Hacker News new | past | comments | ask | show | jobs | submit login
The absolute bare minimum every programmer should know about regular expressions (immike.net)
167 points by rayvega on July 20, 2010 | hide | past | favorite | 55 comments



Slight terminological quibble:

Regular expressions are strings formatted using a special pattern notation that allow you to describe and parse text.

"Parse" is a questionable word choice. A proper Regular Expression can only describe patterns found in "regular languages", though modern backtracking regex engines have a bit more power. Parsing implies a parser, which means matching a grammar somewhat more sophisticated than a regex engine can handle.


I don't agree, technically. A parser is a program which analyses text and determines its grammatical structure according to a formal grammar, and tests its membership in the language described by the grammar.

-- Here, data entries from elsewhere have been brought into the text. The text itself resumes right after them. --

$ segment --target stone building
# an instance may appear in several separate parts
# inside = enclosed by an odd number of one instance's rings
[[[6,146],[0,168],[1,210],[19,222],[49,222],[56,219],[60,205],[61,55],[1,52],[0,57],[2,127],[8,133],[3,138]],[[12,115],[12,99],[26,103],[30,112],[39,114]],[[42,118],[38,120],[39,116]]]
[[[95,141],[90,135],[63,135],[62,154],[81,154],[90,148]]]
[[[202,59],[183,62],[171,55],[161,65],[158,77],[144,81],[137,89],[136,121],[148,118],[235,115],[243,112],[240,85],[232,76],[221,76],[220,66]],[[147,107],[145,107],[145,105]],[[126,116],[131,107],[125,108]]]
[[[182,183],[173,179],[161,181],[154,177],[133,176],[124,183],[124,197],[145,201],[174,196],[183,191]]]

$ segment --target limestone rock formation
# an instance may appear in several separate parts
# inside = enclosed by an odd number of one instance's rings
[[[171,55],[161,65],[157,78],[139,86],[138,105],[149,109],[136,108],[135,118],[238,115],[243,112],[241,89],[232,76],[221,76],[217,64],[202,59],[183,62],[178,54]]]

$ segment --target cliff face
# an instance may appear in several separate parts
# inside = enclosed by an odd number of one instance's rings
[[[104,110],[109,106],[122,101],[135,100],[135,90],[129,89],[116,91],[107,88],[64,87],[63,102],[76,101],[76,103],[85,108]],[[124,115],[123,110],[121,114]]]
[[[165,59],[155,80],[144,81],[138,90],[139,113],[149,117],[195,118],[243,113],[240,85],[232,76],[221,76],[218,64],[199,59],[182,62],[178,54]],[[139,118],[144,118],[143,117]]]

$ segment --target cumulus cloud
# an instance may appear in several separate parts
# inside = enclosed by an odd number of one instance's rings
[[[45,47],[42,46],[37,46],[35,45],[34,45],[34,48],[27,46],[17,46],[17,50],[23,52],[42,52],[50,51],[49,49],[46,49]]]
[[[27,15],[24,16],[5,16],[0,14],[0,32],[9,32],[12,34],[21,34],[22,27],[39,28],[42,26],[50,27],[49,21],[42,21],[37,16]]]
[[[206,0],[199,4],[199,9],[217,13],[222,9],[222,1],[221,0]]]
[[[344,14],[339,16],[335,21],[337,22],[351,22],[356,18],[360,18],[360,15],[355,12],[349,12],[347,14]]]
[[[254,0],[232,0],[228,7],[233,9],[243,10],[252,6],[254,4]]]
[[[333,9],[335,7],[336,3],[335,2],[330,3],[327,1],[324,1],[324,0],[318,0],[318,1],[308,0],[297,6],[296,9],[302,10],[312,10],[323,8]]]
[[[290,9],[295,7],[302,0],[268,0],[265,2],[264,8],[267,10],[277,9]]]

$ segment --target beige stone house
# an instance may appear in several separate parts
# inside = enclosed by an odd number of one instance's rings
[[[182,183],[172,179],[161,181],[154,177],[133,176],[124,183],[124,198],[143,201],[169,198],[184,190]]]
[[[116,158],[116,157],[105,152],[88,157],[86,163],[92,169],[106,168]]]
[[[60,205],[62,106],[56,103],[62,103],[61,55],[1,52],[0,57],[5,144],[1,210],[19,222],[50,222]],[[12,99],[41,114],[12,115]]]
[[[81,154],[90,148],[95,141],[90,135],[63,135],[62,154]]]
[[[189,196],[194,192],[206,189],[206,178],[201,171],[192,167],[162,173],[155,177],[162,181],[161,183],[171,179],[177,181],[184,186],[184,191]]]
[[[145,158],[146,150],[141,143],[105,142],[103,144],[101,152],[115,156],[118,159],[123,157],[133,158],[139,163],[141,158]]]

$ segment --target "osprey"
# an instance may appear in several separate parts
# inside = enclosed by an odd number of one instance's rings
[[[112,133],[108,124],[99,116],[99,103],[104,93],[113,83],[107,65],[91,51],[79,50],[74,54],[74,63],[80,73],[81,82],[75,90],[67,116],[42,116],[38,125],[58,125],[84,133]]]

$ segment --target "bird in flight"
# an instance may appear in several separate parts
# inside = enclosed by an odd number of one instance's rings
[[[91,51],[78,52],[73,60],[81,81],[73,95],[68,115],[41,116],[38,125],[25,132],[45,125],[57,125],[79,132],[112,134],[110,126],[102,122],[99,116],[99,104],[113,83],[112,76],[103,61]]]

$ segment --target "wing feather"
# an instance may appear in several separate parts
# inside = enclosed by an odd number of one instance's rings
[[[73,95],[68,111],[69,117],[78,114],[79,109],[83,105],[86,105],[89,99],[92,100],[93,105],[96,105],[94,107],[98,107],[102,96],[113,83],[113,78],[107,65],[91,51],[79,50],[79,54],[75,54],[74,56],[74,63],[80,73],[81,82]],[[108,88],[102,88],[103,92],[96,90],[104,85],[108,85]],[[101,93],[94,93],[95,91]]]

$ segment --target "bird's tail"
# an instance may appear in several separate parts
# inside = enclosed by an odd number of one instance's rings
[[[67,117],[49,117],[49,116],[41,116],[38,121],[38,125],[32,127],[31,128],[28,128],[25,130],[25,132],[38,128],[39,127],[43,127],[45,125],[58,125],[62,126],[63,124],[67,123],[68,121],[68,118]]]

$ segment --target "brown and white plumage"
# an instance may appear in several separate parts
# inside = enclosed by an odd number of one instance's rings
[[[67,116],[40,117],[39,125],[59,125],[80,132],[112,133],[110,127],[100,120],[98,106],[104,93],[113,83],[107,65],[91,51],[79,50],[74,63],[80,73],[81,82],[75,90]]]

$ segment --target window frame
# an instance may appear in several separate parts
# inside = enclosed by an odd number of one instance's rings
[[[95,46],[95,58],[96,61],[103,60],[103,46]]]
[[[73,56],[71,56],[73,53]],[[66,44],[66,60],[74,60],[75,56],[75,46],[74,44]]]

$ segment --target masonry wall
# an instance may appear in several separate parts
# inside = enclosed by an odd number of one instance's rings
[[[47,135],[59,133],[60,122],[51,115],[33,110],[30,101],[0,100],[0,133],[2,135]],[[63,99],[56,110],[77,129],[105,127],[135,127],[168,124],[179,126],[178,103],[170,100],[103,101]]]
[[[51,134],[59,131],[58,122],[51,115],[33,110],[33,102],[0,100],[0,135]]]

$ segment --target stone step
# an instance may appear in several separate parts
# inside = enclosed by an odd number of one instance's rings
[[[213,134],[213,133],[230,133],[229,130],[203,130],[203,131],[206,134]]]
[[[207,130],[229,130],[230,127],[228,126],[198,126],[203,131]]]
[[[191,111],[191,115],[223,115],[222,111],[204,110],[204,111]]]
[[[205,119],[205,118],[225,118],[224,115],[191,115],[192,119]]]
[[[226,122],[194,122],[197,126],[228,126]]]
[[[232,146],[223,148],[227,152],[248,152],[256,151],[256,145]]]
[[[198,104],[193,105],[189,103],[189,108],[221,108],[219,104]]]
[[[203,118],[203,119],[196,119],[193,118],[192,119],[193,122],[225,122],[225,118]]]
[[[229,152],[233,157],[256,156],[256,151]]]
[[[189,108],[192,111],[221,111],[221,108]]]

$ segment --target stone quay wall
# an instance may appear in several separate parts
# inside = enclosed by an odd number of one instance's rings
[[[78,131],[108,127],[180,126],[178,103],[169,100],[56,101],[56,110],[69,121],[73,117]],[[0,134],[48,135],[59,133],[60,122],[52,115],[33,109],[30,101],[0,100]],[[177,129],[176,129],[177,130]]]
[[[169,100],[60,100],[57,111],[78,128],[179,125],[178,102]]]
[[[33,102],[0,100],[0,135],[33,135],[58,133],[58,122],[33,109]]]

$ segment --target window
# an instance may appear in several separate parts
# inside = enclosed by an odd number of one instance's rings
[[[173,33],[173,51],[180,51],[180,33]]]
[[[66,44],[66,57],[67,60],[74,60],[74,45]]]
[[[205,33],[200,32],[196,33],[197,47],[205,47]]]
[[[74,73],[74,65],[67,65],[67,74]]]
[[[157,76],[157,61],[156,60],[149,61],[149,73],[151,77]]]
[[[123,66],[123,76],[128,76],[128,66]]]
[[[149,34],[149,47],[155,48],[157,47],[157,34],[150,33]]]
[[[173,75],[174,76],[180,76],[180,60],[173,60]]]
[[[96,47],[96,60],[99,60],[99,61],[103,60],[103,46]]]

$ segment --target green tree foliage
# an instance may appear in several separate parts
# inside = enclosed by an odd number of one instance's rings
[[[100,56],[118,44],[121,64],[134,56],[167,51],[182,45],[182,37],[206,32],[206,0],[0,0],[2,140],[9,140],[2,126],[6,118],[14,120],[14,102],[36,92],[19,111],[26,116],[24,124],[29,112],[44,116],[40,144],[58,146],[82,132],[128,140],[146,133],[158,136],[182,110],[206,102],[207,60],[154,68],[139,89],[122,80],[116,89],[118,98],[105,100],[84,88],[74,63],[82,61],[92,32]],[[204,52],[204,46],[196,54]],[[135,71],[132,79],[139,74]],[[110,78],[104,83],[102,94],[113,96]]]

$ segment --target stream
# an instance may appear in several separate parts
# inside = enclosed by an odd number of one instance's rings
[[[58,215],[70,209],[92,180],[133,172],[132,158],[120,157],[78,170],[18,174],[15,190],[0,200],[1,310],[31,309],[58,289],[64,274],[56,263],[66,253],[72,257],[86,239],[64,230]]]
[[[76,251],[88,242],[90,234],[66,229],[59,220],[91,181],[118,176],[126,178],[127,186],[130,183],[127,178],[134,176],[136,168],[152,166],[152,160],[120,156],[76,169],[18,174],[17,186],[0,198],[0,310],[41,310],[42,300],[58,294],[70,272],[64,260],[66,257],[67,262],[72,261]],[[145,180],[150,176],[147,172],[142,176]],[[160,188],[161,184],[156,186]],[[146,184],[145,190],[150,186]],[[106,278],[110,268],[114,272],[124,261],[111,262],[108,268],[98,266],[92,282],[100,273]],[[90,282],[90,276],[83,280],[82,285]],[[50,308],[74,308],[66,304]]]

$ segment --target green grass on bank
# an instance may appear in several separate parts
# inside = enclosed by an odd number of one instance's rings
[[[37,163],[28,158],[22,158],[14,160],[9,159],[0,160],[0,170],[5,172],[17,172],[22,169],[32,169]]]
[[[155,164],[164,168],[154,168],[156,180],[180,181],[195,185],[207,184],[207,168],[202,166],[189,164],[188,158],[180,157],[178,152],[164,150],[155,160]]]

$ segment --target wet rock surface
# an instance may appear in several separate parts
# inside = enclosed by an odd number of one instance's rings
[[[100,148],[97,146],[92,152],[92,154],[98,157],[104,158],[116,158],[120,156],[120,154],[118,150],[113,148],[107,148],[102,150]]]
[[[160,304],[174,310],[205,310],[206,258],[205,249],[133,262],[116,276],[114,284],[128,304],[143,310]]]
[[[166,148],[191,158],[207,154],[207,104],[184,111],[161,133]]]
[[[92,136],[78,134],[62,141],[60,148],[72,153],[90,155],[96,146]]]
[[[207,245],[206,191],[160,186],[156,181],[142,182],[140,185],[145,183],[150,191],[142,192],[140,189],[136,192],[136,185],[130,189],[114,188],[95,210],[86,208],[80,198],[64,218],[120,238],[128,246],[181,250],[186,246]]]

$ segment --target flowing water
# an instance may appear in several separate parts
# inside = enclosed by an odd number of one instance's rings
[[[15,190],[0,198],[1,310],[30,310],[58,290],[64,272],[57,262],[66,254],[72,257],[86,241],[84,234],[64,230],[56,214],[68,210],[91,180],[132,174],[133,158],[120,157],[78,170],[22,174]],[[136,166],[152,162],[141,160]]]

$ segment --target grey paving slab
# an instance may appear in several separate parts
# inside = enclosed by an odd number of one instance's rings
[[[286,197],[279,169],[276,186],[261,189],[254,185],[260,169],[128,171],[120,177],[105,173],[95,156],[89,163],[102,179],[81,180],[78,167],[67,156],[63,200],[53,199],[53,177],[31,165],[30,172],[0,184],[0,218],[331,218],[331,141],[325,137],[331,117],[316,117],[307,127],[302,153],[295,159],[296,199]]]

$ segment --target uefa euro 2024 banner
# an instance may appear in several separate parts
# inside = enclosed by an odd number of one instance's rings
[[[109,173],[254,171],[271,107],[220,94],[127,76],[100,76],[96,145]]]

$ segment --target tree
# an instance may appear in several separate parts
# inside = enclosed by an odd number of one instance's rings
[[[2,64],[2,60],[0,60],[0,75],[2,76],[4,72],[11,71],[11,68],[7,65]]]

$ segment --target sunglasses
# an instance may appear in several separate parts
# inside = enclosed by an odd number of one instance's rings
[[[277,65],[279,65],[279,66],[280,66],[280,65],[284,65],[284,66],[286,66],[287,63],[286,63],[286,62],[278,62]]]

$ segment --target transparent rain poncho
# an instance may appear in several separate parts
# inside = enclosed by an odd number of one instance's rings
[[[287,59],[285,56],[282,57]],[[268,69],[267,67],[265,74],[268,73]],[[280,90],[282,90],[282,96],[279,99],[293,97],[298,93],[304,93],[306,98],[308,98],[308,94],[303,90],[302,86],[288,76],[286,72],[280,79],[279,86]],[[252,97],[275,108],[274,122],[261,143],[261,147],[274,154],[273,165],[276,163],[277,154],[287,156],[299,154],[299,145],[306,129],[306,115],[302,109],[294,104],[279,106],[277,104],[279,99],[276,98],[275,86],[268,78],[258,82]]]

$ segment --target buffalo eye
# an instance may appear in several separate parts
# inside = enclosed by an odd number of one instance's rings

Regular languages can be described by regular grammars, and regular expressions are a notation for regular grammars. So you can indeed parse text with reference to a regular expression.

Most people would call a parser which only used strictly regular expressions a lexical analyser, lexer or tokenizer, but this is only a convention to simplify language definition and parser implementation when using simple techniques like LALR or LL.

But other uses may not need that level of sophistication. For example, a packet analyser in a router might use a dynamically updated state machine (a DFA), built from multiple regular expressions, for efficient dispatching of packets based on rules. I don't think it would be wrong to describe that component of the router as a packet parser.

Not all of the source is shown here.